By now it has become clear that the Las Vegas job market will get a big boost in job growth in late 2009. Many of these huge condo and casino projects will be completing in 2009 and hiring new people to staff these luxury digs.
But for now unemployment is up to just above national levels. This is generally due to the closing of a number of large properties on the strip in order to build new giant projects thereby reducing the number of employees and secondly by the drop in residential real estate sales which have laid off construction workers, mortgage, title and real estate industry personnel. Remarkably, the figures have not gone up near as much as the job loss because Las Vegas has been diversifying and is still creating a great many jobs in a variety of industries.
Las Vegas is still getting approximately 5,000 new residents per month according to the Department of Motor Vehicle statistics. So why does Las Vegas still have a growing inventory of home for resale?
The initial upsurge of listed inventory of homes for sale came as short term investors (flippers) started to realize that the market was turning and was no longer appreciating and they needed to get out. This occurred, for the most part, in mid year 2006. Some insisted on not discounting their prices and this left those properties on the market as others were added.
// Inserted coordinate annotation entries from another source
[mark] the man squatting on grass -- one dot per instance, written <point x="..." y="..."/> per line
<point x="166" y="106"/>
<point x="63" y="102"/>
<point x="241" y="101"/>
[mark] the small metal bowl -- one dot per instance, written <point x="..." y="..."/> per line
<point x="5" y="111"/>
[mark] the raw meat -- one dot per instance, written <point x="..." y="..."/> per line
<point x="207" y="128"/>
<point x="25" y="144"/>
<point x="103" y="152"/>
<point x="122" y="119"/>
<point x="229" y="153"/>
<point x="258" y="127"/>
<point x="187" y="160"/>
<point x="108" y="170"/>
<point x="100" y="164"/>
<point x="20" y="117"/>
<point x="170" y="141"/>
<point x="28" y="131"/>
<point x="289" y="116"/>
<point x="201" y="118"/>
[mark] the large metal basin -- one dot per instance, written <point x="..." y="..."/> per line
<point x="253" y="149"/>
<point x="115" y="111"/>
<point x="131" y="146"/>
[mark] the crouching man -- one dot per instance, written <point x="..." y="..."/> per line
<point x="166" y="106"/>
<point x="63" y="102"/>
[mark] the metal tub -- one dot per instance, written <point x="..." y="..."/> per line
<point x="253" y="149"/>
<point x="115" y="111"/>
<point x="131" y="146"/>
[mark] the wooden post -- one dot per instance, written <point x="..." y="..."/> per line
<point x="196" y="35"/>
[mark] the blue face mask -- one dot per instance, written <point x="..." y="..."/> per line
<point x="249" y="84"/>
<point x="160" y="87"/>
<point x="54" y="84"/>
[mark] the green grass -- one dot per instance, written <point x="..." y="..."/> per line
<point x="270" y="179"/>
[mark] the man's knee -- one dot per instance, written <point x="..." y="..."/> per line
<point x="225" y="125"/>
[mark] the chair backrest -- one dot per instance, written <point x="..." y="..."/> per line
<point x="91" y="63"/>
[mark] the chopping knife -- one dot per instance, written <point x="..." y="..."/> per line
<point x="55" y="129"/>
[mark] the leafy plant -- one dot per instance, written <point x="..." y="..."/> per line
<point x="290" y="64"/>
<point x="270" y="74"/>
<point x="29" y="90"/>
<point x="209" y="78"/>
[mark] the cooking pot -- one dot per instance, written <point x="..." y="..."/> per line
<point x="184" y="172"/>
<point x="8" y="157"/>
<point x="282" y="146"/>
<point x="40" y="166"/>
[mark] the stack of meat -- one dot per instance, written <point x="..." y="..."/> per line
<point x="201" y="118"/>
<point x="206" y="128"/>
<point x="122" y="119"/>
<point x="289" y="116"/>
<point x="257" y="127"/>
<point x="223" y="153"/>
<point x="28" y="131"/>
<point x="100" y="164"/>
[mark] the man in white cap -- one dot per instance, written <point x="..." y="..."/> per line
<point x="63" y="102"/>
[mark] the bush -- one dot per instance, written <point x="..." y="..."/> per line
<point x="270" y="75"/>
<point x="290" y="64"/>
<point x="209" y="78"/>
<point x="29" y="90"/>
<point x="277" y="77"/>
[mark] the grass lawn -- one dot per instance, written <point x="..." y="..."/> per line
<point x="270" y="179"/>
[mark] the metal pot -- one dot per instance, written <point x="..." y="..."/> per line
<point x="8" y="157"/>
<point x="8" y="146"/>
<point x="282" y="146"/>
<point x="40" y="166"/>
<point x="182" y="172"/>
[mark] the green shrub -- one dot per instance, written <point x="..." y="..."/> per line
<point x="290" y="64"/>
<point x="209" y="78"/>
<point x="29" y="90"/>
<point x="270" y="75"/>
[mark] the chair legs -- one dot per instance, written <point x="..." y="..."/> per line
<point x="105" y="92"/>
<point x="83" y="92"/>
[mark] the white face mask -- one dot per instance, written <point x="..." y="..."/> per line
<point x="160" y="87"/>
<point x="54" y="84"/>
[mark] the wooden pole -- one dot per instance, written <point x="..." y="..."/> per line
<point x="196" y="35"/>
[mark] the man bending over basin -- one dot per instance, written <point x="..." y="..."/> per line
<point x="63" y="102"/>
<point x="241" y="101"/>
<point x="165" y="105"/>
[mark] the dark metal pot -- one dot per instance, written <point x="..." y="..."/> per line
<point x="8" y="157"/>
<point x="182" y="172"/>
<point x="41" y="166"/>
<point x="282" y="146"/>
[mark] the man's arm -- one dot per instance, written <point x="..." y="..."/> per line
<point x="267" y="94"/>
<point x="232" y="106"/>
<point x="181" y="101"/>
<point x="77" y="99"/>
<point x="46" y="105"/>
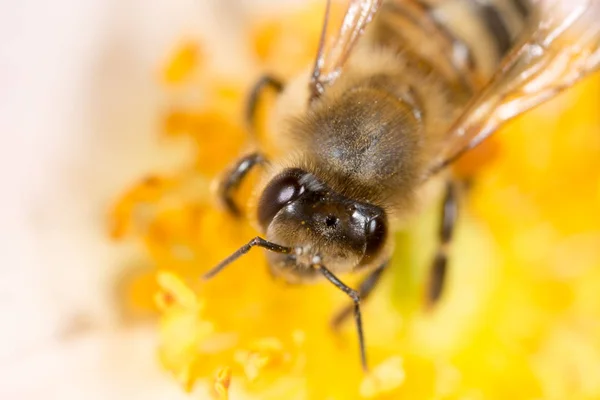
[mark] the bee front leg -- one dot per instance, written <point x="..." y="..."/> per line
<point x="364" y="290"/>
<point x="439" y="268"/>
<point x="233" y="178"/>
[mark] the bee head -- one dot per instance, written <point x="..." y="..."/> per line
<point x="297" y="210"/>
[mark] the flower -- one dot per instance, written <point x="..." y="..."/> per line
<point x="520" y="316"/>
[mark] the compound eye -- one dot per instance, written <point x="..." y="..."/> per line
<point x="282" y="190"/>
<point x="376" y="232"/>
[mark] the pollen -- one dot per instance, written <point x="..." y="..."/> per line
<point x="518" y="319"/>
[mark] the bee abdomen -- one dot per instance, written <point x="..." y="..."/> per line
<point x="462" y="40"/>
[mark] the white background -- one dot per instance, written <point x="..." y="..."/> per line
<point x="79" y="104"/>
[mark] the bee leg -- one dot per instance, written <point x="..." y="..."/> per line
<point x="439" y="268"/>
<point x="355" y="296"/>
<point x="256" y="242"/>
<point x="233" y="178"/>
<point x="364" y="290"/>
<point x="265" y="82"/>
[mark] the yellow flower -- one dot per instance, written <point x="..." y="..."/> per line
<point x="519" y="319"/>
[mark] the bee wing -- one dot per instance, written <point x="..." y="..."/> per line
<point x="332" y="56"/>
<point x="563" y="49"/>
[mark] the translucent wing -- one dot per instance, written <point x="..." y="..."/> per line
<point x="563" y="49"/>
<point x="332" y="56"/>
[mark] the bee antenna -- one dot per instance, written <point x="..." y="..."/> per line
<point x="256" y="242"/>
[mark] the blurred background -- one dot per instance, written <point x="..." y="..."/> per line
<point x="79" y="104"/>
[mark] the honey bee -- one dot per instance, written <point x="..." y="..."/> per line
<point x="403" y="89"/>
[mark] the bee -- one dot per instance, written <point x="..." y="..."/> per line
<point x="398" y="93"/>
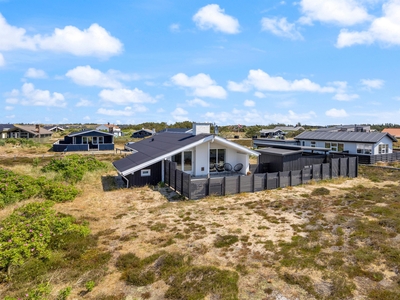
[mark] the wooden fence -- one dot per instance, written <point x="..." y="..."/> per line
<point x="193" y="188"/>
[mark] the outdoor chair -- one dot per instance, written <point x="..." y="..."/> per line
<point x="228" y="167"/>
<point x="238" y="167"/>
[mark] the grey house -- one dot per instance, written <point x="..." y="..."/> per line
<point x="369" y="143"/>
<point x="87" y="140"/>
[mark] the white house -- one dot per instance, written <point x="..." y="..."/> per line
<point x="370" y="143"/>
<point x="195" y="153"/>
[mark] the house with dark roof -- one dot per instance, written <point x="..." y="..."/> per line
<point x="4" y="130"/>
<point x="198" y="153"/>
<point x="54" y="128"/>
<point x="393" y="131"/>
<point x="28" y="132"/>
<point x="86" y="140"/>
<point x="142" y="133"/>
<point x="369" y="143"/>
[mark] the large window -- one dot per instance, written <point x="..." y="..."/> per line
<point x="383" y="148"/>
<point x="217" y="156"/>
<point x="178" y="159"/>
<point x="364" y="148"/>
<point x="183" y="159"/>
<point x="187" y="161"/>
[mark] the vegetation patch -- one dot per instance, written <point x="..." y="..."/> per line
<point x="185" y="280"/>
<point x="71" y="168"/>
<point x="15" y="187"/>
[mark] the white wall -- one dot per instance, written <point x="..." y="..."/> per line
<point x="201" y="160"/>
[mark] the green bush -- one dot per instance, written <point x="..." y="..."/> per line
<point x="27" y="232"/>
<point x="15" y="187"/>
<point x="73" y="167"/>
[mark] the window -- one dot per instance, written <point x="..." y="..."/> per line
<point x="187" y="161"/>
<point x="217" y="156"/>
<point x="364" y="148"/>
<point x="145" y="172"/>
<point x="383" y="148"/>
<point x="178" y="159"/>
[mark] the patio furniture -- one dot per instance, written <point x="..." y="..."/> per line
<point x="238" y="167"/>
<point x="228" y="167"/>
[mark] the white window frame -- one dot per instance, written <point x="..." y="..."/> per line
<point x="145" y="172"/>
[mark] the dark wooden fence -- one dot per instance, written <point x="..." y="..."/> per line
<point x="371" y="159"/>
<point x="193" y="188"/>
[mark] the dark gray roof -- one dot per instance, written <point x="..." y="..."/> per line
<point x="87" y="131"/>
<point x="176" y="130"/>
<point x="279" y="151"/>
<point x="160" y="145"/>
<point x="6" y="127"/>
<point x="356" y="137"/>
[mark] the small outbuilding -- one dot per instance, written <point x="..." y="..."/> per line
<point x="87" y="140"/>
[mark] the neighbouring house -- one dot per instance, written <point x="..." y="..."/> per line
<point x="142" y="133"/>
<point x="4" y="129"/>
<point x="177" y="130"/>
<point x="369" y="143"/>
<point x="86" y="140"/>
<point x="198" y="153"/>
<point x="29" y="132"/>
<point x="345" y="128"/>
<point x="111" y="128"/>
<point x="279" y="131"/>
<point x="53" y="128"/>
<point x="393" y="131"/>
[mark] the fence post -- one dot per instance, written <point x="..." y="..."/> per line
<point x="190" y="187"/>
<point x="224" y="191"/>
<point x="279" y="180"/>
<point x="175" y="179"/>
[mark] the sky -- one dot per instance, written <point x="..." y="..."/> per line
<point x="315" y="62"/>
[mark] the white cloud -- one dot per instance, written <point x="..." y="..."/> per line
<point x="175" y="27"/>
<point x="2" y="60"/>
<point x="93" y="41"/>
<point x="237" y="87"/>
<point x="385" y="29"/>
<point x="336" y="113"/>
<point x="87" y="76"/>
<point x="36" y="97"/>
<point x="198" y="102"/>
<point x="125" y="96"/>
<point x="35" y="73"/>
<point x="281" y="27"/>
<point x="262" y="81"/>
<point x="83" y="103"/>
<point x="249" y="103"/>
<point x="345" y="97"/>
<point x="259" y="95"/>
<point x="372" y="83"/>
<point x="213" y="17"/>
<point x="127" y="112"/>
<point x="340" y="12"/>
<point x="201" y="84"/>
<point x="179" y="114"/>
<point x="290" y="118"/>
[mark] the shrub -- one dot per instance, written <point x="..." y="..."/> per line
<point x="320" y="192"/>
<point x="73" y="167"/>
<point x="27" y="232"/>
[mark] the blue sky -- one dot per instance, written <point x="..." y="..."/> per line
<point x="316" y="62"/>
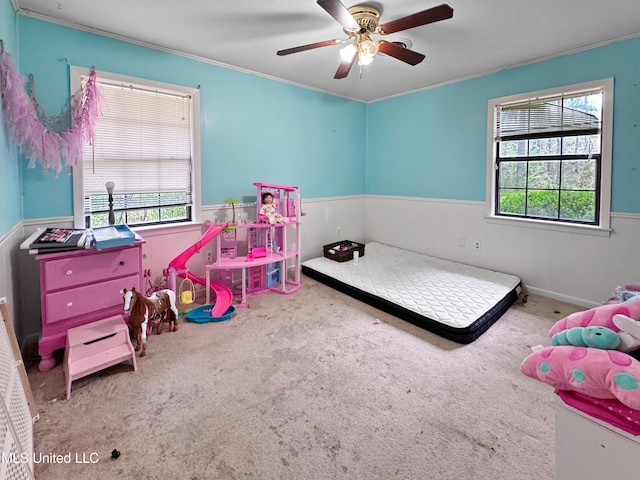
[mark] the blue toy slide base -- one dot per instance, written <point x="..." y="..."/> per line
<point x="203" y="314"/>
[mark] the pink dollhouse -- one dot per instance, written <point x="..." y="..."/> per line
<point x="273" y="250"/>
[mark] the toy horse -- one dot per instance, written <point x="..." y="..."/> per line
<point x="145" y="313"/>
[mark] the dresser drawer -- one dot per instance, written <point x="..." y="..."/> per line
<point x="72" y="271"/>
<point x="88" y="299"/>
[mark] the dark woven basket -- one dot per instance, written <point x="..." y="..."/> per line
<point x="343" y="251"/>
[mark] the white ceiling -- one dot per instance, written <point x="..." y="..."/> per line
<point x="483" y="36"/>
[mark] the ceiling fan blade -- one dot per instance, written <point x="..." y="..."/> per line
<point x="401" y="53"/>
<point x="337" y="10"/>
<point x="310" y="46"/>
<point x="431" y="15"/>
<point x="345" y="67"/>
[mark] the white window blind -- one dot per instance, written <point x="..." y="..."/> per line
<point x="546" y="117"/>
<point x="143" y="144"/>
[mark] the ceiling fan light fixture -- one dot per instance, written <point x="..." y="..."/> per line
<point x="347" y="53"/>
<point x="369" y="47"/>
<point x="364" y="59"/>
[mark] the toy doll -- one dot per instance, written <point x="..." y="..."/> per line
<point x="269" y="210"/>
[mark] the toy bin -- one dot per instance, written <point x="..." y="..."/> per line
<point x="343" y="251"/>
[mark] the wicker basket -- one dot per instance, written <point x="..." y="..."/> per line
<point x="343" y="251"/>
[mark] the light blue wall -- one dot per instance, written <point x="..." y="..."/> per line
<point x="10" y="200"/>
<point x="428" y="144"/>
<point x="252" y="129"/>
<point x="433" y="143"/>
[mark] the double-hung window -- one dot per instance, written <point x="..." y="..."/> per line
<point x="146" y="144"/>
<point x="550" y="155"/>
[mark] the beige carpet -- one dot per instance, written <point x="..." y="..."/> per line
<point x="309" y="386"/>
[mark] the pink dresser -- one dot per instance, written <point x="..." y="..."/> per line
<point x="80" y="287"/>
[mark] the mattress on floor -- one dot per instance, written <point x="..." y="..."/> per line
<point x="457" y="301"/>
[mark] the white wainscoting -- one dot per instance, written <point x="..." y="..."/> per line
<point x="9" y="245"/>
<point x="575" y="267"/>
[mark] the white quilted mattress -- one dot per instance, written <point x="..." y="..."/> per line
<point x="450" y="293"/>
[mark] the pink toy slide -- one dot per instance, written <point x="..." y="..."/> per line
<point x="224" y="296"/>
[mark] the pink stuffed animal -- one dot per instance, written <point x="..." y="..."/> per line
<point x="600" y="316"/>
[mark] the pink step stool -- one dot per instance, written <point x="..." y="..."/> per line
<point x="96" y="346"/>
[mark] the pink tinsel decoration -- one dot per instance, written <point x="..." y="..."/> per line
<point x="34" y="139"/>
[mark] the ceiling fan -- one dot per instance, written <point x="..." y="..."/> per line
<point x="360" y="22"/>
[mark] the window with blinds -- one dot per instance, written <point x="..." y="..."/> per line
<point x="548" y="156"/>
<point x="144" y="141"/>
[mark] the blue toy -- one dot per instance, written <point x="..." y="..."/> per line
<point x="596" y="337"/>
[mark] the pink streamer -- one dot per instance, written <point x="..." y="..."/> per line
<point x="36" y="142"/>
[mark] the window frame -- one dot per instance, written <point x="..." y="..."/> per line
<point x="603" y="210"/>
<point x="78" y="181"/>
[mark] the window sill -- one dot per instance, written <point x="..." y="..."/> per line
<point x="544" y="225"/>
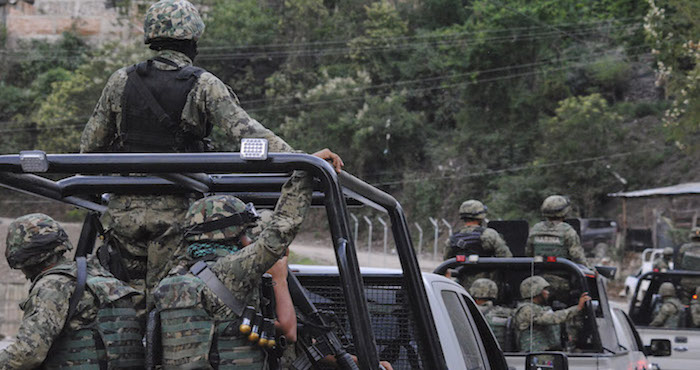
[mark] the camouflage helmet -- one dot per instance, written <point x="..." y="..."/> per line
<point x="473" y="209"/>
<point x="172" y="19"/>
<point x="218" y="218"/>
<point x="667" y="290"/>
<point x="694" y="233"/>
<point x="33" y="239"/>
<point x="533" y="286"/>
<point x="555" y="206"/>
<point x="483" y="289"/>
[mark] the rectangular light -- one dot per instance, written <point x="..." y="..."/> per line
<point x="254" y="149"/>
<point x="33" y="161"/>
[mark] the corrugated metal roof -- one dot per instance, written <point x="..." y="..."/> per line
<point x="680" y="189"/>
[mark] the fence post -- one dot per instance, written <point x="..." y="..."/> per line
<point x="449" y="227"/>
<point x="369" y="239"/>
<point x="437" y="234"/>
<point x="420" y="238"/>
<point x="357" y="227"/>
<point x="386" y="233"/>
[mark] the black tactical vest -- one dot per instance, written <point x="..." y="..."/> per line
<point x="468" y="243"/>
<point x="152" y="106"/>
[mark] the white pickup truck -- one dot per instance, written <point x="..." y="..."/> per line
<point x="643" y="307"/>
<point x="607" y="339"/>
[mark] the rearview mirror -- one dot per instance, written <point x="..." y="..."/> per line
<point x="607" y="271"/>
<point x="546" y="361"/>
<point x="658" y="348"/>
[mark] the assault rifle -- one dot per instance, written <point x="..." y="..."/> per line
<point x="325" y="341"/>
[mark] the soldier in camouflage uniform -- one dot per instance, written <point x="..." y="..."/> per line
<point x="537" y="325"/>
<point x="670" y="313"/>
<point x="554" y="237"/>
<point x="97" y="329"/>
<point x="663" y="263"/>
<point x="195" y="320"/>
<point x="695" y="308"/>
<point x="162" y="105"/>
<point x="485" y="291"/>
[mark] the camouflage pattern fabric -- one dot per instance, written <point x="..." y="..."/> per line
<point x="661" y="264"/>
<point x="147" y="231"/>
<point x="491" y="242"/>
<point x="241" y="272"/>
<point x="544" y="323"/>
<point x="689" y="256"/>
<point x="33" y="239"/>
<point x="172" y="19"/>
<point x="209" y="102"/>
<point x="46" y="311"/>
<point x="571" y="243"/>
<point x="669" y="314"/>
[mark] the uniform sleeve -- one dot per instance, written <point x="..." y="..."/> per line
<point x="45" y="313"/>
<point x="221" y="107"/>
<point x="667" y="310"/>
<point x="251" y="262"/>
<point x="573" y="242"/>
<point x="495" y="243"/>
<point x="101" y="129"/>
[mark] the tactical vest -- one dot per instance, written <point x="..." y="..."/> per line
<point x="152" y="105"/>
<point x="548" y="243"/>
<point x="544" y="337"/>
<point x="190" y="336"/>
<point x="674" y="320"/>
<point x="113" y="340"/>
<point x="467" y="243"/>
<point x="691" y="258"/>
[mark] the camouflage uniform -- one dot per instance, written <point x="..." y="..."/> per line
<point x="695" y="308"/>
<point x="671" y="309"/>
<point x="240" y="272"/>
<point x="537" y="326"/>
<point x="46" y="334"/>
<point x="141" y="225"/>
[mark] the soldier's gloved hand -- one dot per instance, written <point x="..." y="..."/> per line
<point x="335" y="159"/>
<point x="582" y="300"/>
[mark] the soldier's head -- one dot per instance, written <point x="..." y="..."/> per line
<point x="483" y="290"/>
<point x="34" y="243"/>
<point x="555" y="207"/>
<point x="668" y="253"/>
<point x="667" y="290"/>
<point x="472" y="211"/>
<point x="173" y="25"/>
<point x="219" y="221"/>
<point x="535" y="287"/>
<point x="695" y="233"/>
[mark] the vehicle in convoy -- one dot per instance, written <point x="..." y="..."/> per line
<point x="648" y="257"/>
<point x="604" y="340"/>
<point x="645" y="304"/>
<point x="366" y="324"/>
<point x="597" y="235"/>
Las Vegas for about 3 years was well publicized as a get rich quick place for real estate investing. This created a buying frenzy with bidding wars for a very low supply of homes with people camped out at subdivisions just for a chance to buy one. As these people began to realize that the Las Vegas real estate market had peaked they all rushed to unload their holdings. It is estimated that as much as 20% of the market is investor owned.
Because real estate was escalating in cost from 2003 through 2005 the mortgage industry loosened their requirements on loans and credit became very easy to get. This allowed many full time residents that could not prove their full income due to cash tips, to now qualify for a home loan and stop renting. Because many of these people had marginal credit and no down payment, they were given sub-prime (exotic) loans. Many of these loans started out with at an extremely low interest and then reset in 2 to 5 years to a new much higher rate.
So now we have investors and new homeowners competing for the same homes and thus escalating prices further. Investors were also able to get no principle, stated income (exotic) loans with low down payments. It seemed like everyone that came to Las Vegas even on vacation became a real estate investor.
Today all the available loose exotic mortgages are gone. All the Buying short term investors (flippers) are gone. All the employees that can’t prove their income are no longer Buyers because they can’t qualify for the loan. Those people who may be in the market to buy a home often times are waiting to see if the market will discount further before they buy. This has left Las Vegas with far fewer Buyers.
Now add to this equation the home owners that took out exotic loans several years ago. Remember that the interest rates reset to a much higher rate? Well right now and through 2009 we are going to see a lot of these loans reset which can almost double the home Owners monthly payments. Many of these people can no longer afford their homes and they can no longer qualify to refinance.
So now we are seeing a flood of repossessions and foreclosures adding to the real estate inventories. And these people will have to go back to renting and loose any credit that they may have built.
The Nevada legislature recently passed a law to help future borrowers here in Nevada. It basically said that if the Lender didn’t prove the ability of the Buyer to be able to pay for their loan at the highest rate the loan could be adjusted too, then the Lender was guilty of a felony. As a result many lenders will no longer be offering stated income loans in Nevada. This gives homeowners trying to refinance and save their homes even fewer chances of doing so. So in the end the State of Nevada is kicking many current home owners out their doors, by eliminating financing options that were available prior to the passage of this law.
It has been estimated that 50% of all home sales in Las Vegas were financed by exotic mortgages in the last 4 years. It is further estimated that as many as 56% of these loans may end in foreclosure. This would result in flood of properties being offered for sale in the Las Vegas real estate market.
So what will stop all this doom and gloom in the Las Vegas real estate market? The change in the market will be stimulated by increased employment, foreign currency and a continued influx of new residents.
In the short term from now until the last half of 2009 Las Vegas may be in for a rough ride. With population increases of approximately 5,000 new residents per month including retirees who do not need jobs. Heavy new job demands are forecast to actually fall short of the available employment pool in 2009.
the value of the dollar in relation to foreign currency is making Las Vegas a real estate bargain for many International Buyers. All of this can turn this market very quickly. For the balance of this year look for some rough roads as this market shakes out. But in 2009 expect a Sellers market.
All this reminds me of the wealthy real estate investors mantra “Buy when everyone is selling and Sell when everyone is buying!”